Völlig ruhig beantwortete der Mann auch diese Fragen, verfiel nach ein paar Worten in einen regelrechten Plauderton, als würden er und der Soldat in einer Taberna bei einem Becher billigen Wein sitzen.
"Das ist mein Weib, Tertia, und das mein Sklave Bactulus. Wir wollen nicht nach Norden, sondern nach Osten, nach Hadria. Dort kommt in ein paar Tagen neues Wintergetreide aus den Ostprovinzen an. Ich habe leider keine feste Anstellung und muss sehen, wo ich an Waren komme und der Cultus Deorum kauft das Getreide nun einmal da, wo es am billigsten ist. In Hadria ist das Getreide immer billig, weil es halt auch nicht von so guter Qualität ist wie das aus den Südprovinzen. Ich frag mich schon manchmal, ob die Götter das nicht merken, aber vermutlich ..."
"Das reicht!" fiel der Urbaner ihm schroff ins Wort. " Du kannst weiter." Er trat zurück und schwenkte die Fackel ein wenig. "Los, setz dich in Bewegung und verstopfe nicht die ganze Straße!"
Sciurus zog an den Zügeln, dass der Ochse sich in Bewegung setzte, und ließ seinen Körper noch einige Augenblicke in Anspannung. An der Weggabelung hinter der Porta führte er das Gespann auf die Via Nomentana, fort von Rom.
Einige Meilen die Straße entlang wechselten die beiden Weidenkörbe mit den flavischen Kindern, Claudia Antonia und Sciurus an einem kleinen Gehöft das Reisemittel und stiegen auf ein Pferdegespann um. Der stämmige Mann fuhr mit dem Ochsenkarren eine andere Strecke weiter, um Karren und Vieh in einigen Tagen auf einem Dorfmarkt zu verkaufen.

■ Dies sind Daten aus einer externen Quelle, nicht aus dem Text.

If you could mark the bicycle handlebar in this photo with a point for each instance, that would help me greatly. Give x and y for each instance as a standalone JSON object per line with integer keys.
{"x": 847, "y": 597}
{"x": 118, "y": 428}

Das Pferdegespann legte am folgenden Tag nur wenige Pausen ein. Einmal hielten sie an einer Quelle, um sich zu säubern. Ein andermal erstand Sciurus auf einem Markt in einer kleinen Stadt ordentliche Kleidung und passable Mäntel für Antonia und sich selbst, dazu einige warme Decken, in welche die Kinder auf dem Wagen gehüllt wurden, die am späten Vormittag aus ihrem tiefen Schlaf erwacht waren. Als gewöhnliche Reisende, nicht wohlhabend, doch ebenso wenig schäbig, setzten sie ihren Weg fort, sprachen mit niemandem viele Worte, bis sie nach mehreren Tagen eines der claudischen Landgüter in Antonias Besitz erreichten.